American Society for Clinical Pathology (ASCP, through ChoosingWisely)

The ASCP states “Do not routinely order broad respiratory pathogen panels unless the result will affect patient management.” They further state that patient management may include “provid [ing] immediate diagnosis and potentially expedite management decisions” and list “rapid molecular or point of care tests for RSV, Influenza A/B, or Group A pharyngitis” as examples (ASCP, 2019).

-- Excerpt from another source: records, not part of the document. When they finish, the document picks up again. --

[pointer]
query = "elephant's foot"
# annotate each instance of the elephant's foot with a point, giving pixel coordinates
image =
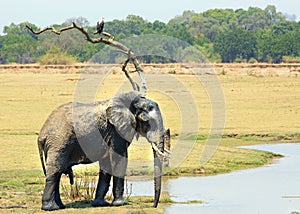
(50, 206)
(100, 203)
(119, 202)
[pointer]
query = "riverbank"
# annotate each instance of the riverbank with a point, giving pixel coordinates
(259, 109)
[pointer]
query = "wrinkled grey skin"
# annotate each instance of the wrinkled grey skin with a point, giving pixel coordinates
(77, 133)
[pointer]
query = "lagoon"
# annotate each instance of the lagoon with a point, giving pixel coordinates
(274, 188)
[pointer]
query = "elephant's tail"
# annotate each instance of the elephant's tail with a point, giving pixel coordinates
(41, 149)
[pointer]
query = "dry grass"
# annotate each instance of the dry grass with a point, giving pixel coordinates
(258, 109)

State and Federal Regulations, as applicable

Food and Drug Administration (FDA)

Many labs have developed specific tests that they must validate and perform in house. These laboratory-developed tests (LDTs) are regulated by the Centers for Medicare and Medicaid (CMS) as high-complexity tests under the Clinical Laboratory Improvement Amendments of 1988 (CLIA ’88). LDTs are not approved or cleared by the U. S. Food and Drug Administration; however, FDA clearance or approval is not currently required for clinical use.

All the below descriptions are taken from the FDA website.

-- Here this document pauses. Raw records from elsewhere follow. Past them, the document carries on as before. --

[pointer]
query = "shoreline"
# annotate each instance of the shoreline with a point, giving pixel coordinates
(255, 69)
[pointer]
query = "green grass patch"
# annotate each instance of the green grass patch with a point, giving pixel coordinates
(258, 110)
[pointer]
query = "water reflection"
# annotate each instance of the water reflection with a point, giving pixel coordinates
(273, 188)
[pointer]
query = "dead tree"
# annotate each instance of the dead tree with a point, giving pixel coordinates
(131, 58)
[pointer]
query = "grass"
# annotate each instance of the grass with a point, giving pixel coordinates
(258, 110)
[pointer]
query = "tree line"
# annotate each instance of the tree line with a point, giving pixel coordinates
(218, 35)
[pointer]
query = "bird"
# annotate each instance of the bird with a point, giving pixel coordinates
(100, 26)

Respiratory Pathogen Panels

On January 10, 2011, the FDA approved the Verigene® Respiratory Virus Plus Nucleic Acid Test (RV+) on the Verigene® System as a qualitative nucleic acid multiplex test intended to simultaneously detect and identify multiple respiratory virus nucleic acids in nasopharyngeal (NP) swab specimens from individuals with signs and symptoms of respiratory tract infection.

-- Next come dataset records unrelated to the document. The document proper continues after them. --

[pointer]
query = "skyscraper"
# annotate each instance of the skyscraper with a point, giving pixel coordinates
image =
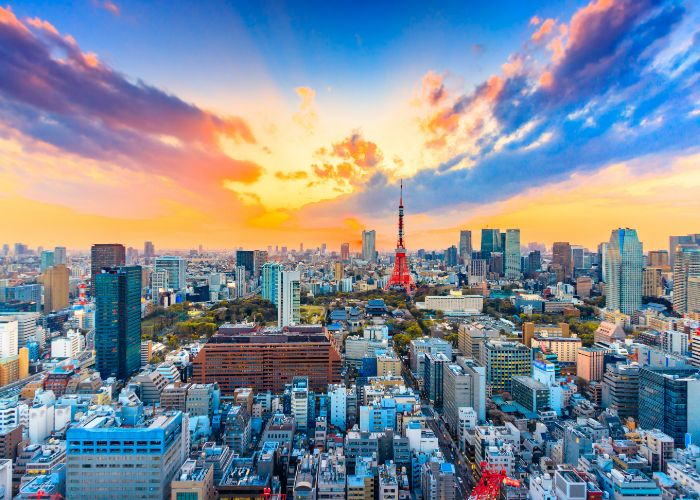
(562, 260)
(59, 255)
(55, 281)
(624, 262)
(259, 259)
(105, 255)
(246, 258)
(674, 241)
(149, 250)
(490, 242)
(175, 266)
(47, 260)
(686, 270)
(118, 321)
(270, 280)
(369, 251)
(289, 298)
(512, 254)
(465, 245)
(345, 251)
(668, 401)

On February 17, 2012, the FDA approved the xTAG® Respiratory Viral Panel (RVP) as a qualitative nucleic acid multiplex test intended for the simultaneous detection and identification of multiple respiratory virus nucleic acids in nasopharyngeal swabs from individuals suspected of respiratory tract infections.

On September 10, 2012, the eSensor Respiratory Viral Panel (RVP) was approved as a qualitative nucleic acid multiplex in vitro diagnostic test intended for use on the eSensor XT-8 system for the simultaneous detection and identification of multiple respiratory viral nucleic acids in nasopharyngeal swabs (NPS) obtained from individuals exhibiting signs and symptoms of respiratory infection.

On December 17, 2015, the FDA approved NxTAG® Respiratory Pathogen Panel as a qualitative test intended for use on the Luminex® MAGPIX® Instrument for the simultaneous detection and identification of nucleic acids from multiple respiratory viruses and bacteria extracted from nasopharyngeal swabs collected from individuals with clinical signs and symptoms of a respiratory tract infection.

On May 30, 2017, the FDA approved the FilmArray® Respiratory Panel 2 (RP2), a multiplexed nucleic acid test intended for use with FilmArray® 2.0 or FilmArray® Torch systems for the simultaneous qualitative detection and identification of multiple respiratory viral and bacterial nucleic acids in nasopharyngeal swabs (NPS) obtained from individuals suspected of respiratory tract infections.

On June 9, 2017, the FDA approved the EPlex Respiratory Pathogen Panel as a multiplexed nucleic acid in vitro diagnostic test intended for use on the ePlex® Instrument for the simultaneous qualitative detection and identification of multiple respiratory viral and bacterial nucleic acids in nasopharyngeal swabs (NPS) obtained from individuals exhibiting signs and symptoms of respiratory tract infection.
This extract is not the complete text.